2024年秋ドラマは“女性の奮闘”を描いた作品に注目 『無能の鷹』など原作ものオススメ3選

 さて、もう一つ気になるのが、世界中で愛された名作を大胆にもリメイクした『若草物語―恋する姉妹と恋せぬ私―』。原案小説は何度も映像化されており、エマ・ワトソンが出演した映画『ストーリー・オブ・マイライフ』も記憶に新しい。

『若草物語―恋する姉妹と恋せぬ私―』©日本テレビ

 今作では、長女・恵(仁村紗和)がハローワークの非正規職員、次女・涼(堀田真由)が勤めていたドラマ制作会社を辞め、学生時代から夢見ていた脚本家を志している。原案小説から着想を得てはいるものの、なかなか世知辛い設定だ。次女が女性の生きづらさに声を上げる一方で、保守的な長女は、横行するハラスメントを仕方なく受け入れているようにも見える。女性たちを取り巻く環境は今も昔も大きく変わらないのかもしれないが、2024年を感じるような、アップデートした結末を期待したい。

 上記3作品は、原作の実写化だけでなく、他人から“欠点”と見なされがちな特徴を持つヒロインが、ありのままの自分を受け入れながら、社会に立ち向かおうとしている点も共通している。「無能」「他人の嘘が勝手に判ってしまう能力」そして「現代社会とのズレ」。
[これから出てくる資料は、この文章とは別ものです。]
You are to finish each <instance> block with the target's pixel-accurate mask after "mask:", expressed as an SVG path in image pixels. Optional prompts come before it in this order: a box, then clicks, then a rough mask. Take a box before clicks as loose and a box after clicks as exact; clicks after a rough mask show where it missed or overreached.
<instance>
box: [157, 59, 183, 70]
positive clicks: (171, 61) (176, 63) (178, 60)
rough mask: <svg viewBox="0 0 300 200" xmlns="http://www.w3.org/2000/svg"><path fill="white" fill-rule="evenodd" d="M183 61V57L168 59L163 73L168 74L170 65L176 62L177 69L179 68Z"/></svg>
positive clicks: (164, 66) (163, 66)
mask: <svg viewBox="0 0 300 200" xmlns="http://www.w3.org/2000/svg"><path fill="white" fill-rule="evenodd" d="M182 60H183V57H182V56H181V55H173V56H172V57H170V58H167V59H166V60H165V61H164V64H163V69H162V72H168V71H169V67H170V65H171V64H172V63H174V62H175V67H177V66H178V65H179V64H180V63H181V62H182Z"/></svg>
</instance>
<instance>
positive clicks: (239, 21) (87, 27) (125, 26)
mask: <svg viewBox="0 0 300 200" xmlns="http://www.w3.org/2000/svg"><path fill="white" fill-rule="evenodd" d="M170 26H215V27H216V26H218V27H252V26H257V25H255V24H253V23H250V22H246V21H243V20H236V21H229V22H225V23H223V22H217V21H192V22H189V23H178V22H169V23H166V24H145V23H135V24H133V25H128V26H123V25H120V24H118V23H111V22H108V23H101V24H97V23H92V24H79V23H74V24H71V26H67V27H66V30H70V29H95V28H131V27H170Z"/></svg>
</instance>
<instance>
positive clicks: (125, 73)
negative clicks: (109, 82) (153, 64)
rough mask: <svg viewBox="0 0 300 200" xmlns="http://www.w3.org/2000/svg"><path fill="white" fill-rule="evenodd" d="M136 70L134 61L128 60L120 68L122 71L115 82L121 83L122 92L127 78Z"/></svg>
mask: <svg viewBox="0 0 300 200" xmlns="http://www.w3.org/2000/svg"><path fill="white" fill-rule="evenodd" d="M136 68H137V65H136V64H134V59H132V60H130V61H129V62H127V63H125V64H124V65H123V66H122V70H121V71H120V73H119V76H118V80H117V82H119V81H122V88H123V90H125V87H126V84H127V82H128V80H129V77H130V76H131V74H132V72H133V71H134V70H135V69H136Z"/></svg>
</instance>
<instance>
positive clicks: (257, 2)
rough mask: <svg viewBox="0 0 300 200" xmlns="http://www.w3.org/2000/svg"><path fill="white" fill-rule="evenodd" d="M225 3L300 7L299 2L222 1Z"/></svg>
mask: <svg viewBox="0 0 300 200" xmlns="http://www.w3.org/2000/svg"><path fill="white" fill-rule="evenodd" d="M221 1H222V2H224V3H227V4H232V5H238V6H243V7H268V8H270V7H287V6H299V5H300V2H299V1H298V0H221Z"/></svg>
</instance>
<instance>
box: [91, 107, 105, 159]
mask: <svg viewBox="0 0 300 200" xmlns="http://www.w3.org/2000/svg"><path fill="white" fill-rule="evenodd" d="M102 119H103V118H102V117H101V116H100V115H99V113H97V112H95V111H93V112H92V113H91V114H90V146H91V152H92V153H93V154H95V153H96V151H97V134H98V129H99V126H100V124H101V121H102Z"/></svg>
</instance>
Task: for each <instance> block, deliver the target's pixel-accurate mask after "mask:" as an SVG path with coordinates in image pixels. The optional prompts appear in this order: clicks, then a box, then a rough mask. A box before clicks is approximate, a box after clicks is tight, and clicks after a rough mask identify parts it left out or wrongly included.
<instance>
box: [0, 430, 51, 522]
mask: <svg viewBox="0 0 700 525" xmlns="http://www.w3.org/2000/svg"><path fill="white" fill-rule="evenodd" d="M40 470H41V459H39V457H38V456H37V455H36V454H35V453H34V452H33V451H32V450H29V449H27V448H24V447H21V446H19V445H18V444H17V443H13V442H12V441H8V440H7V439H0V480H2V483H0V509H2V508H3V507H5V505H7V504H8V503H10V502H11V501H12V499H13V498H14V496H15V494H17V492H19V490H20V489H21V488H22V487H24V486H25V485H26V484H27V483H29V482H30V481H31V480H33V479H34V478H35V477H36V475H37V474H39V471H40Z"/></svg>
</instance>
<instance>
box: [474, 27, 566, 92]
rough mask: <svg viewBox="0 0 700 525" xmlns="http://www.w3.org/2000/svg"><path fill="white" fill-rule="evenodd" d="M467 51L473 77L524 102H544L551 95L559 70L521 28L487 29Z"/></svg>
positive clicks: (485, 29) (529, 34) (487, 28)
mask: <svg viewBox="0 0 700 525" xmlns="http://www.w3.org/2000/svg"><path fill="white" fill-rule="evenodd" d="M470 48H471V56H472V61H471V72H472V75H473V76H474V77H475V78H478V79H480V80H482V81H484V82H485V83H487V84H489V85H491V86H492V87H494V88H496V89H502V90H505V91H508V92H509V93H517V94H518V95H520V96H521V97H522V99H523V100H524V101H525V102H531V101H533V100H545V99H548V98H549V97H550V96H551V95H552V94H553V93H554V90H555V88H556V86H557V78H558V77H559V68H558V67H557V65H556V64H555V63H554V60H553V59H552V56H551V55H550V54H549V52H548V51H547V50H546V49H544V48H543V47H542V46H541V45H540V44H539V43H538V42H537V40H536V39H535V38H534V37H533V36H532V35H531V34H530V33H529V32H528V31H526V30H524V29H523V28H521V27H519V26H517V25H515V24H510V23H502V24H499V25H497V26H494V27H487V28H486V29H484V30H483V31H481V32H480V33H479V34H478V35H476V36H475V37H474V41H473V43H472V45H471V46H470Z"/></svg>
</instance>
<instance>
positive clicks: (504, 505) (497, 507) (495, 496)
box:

彼女たちが進む道は決してなだらかではないが、それでも前を向きつづける姿には、慌ただしい日々を乗り切るパワーを貰えるはずだ。

 他にも、好感度抜群の松下洸平が無愛想な保険医を演じる『放課後カルテ』(日本テレビ系)や充実した推し活ライフを描いた『つづ井さん』(読売テレビ)、とある定時制高校の科学部をモデルにした『宙わたる教室』(NHK総合)など、人気作を実写化した秋ドラマは多い。この秋は原作本を片手に、テレビドラマを通して、作品の新たな魅力を探してみてはどうだろうか。